Jon Corbet QA: Upstream Contributions Influence Direction of Linux Kernel

31

Jon Corbet is a highly-recognized contributor to the Linux kernel community. He is a developer and the executive editor of Linux Weekly News (LWN). He is also The Linux Foundation’s chief meteorologist, a role in which he translates kernel-level milestones into an industry outlook for Linux. Corbet has also written extensively on how to work within the Linux kernel development community and has moderated a variety of panels on the topic. Today, he gives us an update on the Linux “weather forecast,” why sharing your code upstream is critical, and the state of virtualization in the kernel.

You’ve been the “chief meteorologist” for the Linux Weather Forecast for a while now. What’s the general forecast for Linux today?

Corbet: Bright and sunny with occasional thunderstorms.

That’s a broad question; I’ll restrict myself to the kernel level where I can at least pretend to know what I’m talking about. Things are going quite well, for the most part. The development process is humming along with very few glitches, and we have more developers involved with every release. Things look very healthy.

The 2.6.34 kernel will hit the net sometime this month; it seems to be stabilizing well. It’s full of improvements to our power management and tracing infrastructures, both of which have been slower than we might have liked it to mature over the last few years. There’s two new filesystems: LogFS is aimed at solid-state devices, while Ceph is meant for high-reliability network-distributed storage. Things have been improved across the board; it should be a good release.

You’ve also written a lot about how to participate in the Linux development community and have moderated a number of panels on the topic. What is the most common question you get and how do you address it?

Corbet: The most common question I get must certainly be: “how do I get started

working on the kernel?” It is true that getting into the community can be an intimidating prospect: the code is large and complex; the mailing list gets 400 messages per day; and the community does not have a reputation for

always being overly friendly to those who are just beginning to feel their way around.

That said, it’s not as bad as it seems. Most community discussions are quite polite and professional anymore, and people do try to guide newcomers in the right direction. The quality of the kernel’s code base has increased over the years; it has also always been a highly modular system, so it’s easy to just focus on one little piece. And the documentation for newcomers has gone from nonexistent to significant.

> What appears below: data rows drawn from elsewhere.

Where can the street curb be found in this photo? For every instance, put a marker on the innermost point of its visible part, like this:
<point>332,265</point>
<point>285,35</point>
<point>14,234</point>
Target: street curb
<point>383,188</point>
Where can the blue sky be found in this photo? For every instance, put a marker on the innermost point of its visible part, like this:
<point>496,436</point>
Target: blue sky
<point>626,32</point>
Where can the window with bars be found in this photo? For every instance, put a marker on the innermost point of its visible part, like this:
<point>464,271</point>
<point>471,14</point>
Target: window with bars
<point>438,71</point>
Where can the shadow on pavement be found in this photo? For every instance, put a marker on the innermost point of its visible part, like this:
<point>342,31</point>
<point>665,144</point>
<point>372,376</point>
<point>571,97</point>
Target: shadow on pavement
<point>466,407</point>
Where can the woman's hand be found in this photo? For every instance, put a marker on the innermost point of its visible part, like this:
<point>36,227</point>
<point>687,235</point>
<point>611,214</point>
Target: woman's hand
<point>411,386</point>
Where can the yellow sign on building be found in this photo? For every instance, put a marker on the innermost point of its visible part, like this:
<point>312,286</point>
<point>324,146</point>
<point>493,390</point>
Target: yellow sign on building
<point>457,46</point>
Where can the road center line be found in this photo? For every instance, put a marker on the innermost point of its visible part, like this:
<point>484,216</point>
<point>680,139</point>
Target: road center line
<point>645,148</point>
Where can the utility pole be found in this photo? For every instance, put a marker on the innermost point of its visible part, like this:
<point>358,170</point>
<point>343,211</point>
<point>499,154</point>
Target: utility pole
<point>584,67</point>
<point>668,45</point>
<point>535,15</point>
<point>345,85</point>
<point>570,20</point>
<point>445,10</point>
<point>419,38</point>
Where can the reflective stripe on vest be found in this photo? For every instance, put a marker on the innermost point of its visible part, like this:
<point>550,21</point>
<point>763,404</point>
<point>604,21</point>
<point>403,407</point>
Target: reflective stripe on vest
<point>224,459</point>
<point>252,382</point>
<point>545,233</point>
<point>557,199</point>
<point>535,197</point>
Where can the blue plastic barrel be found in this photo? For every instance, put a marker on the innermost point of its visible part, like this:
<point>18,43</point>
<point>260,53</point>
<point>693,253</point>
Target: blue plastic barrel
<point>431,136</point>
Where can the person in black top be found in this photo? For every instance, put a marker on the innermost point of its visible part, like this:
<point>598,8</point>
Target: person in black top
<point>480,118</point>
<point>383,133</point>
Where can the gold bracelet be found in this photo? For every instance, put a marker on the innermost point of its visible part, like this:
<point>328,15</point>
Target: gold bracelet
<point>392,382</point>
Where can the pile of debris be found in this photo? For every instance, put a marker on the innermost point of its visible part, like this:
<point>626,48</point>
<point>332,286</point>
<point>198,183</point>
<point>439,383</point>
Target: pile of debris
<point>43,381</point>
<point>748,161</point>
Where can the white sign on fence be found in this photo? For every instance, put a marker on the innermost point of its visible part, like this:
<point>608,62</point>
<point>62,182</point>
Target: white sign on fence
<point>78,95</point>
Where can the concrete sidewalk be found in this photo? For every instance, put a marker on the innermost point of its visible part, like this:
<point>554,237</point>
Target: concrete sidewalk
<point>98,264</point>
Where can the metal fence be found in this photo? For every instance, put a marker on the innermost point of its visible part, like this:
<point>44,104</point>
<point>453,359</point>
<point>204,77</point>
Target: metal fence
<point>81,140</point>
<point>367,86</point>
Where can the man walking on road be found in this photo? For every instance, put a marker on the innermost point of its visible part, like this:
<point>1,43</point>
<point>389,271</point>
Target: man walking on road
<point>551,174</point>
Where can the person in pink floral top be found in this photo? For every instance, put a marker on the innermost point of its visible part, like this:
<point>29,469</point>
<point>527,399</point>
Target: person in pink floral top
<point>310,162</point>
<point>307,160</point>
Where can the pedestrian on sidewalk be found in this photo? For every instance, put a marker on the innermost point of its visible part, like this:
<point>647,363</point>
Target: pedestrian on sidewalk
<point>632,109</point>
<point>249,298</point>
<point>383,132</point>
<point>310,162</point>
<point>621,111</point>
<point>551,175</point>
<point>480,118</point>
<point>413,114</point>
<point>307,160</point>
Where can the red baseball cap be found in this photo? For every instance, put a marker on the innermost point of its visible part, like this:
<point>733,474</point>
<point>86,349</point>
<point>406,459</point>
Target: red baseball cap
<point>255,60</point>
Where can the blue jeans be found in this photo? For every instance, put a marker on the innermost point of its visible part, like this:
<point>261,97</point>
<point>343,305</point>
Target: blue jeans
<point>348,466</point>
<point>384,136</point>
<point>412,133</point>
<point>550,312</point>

Aspiring kernel developers still often wonder where to get started. Too many of them try to make their entrance with things like coding style patches or spelling fixes. That’s understandable; it must be tempting to start learning the ropes with a patch, which, with any luck at all, cannot break anything.  But that kind of work is not hugely helpful, to either the developer or the kernel as a whole. That’s why I tend to pass on Andrew Morton’s advice: the first thing any kernel developer should do is make the kernel work flawlessly on every system they have access to. Fixing bugs is a far more valuable exercise and a great way to start building a reputation within the community.

The other thing I like to suggest is reviewing of patches. That can be hard for a newcomer, who can only feel out of place asking questions about code posted by established developers.  But code review is always in short supply, and there’s no better way to learn than to look at a lot of code and figure out how it works. Review comments which are expressed as questions (rather than as criticism) will always get a polite reply – and often thanks.

With an increase in the number of companies using Linux, especially in the mobile/embedded space, is it changing the dynamic of the Linux development process? If so, how?

Corbet: There have been many companies using Linux for years, and most kernel developers have been employed to do that work for just as long; so, in one

way, things haven’t changed much. We just have some new companies showing up, and they are all welcome.

That said, the embedded world is different. Embedded developers are bringing some good things, including a stronger focus on power efficiency and code size and support for a wide variety of new hardware. On the other hand, embedded developers often work in an environment of strict secrecy and tight deadlines that can make it very hard for them to work effectively with the community.  We are still working on ways to help these developers get their code upstream. Progress has been made, but the problem is not fully solved by any means.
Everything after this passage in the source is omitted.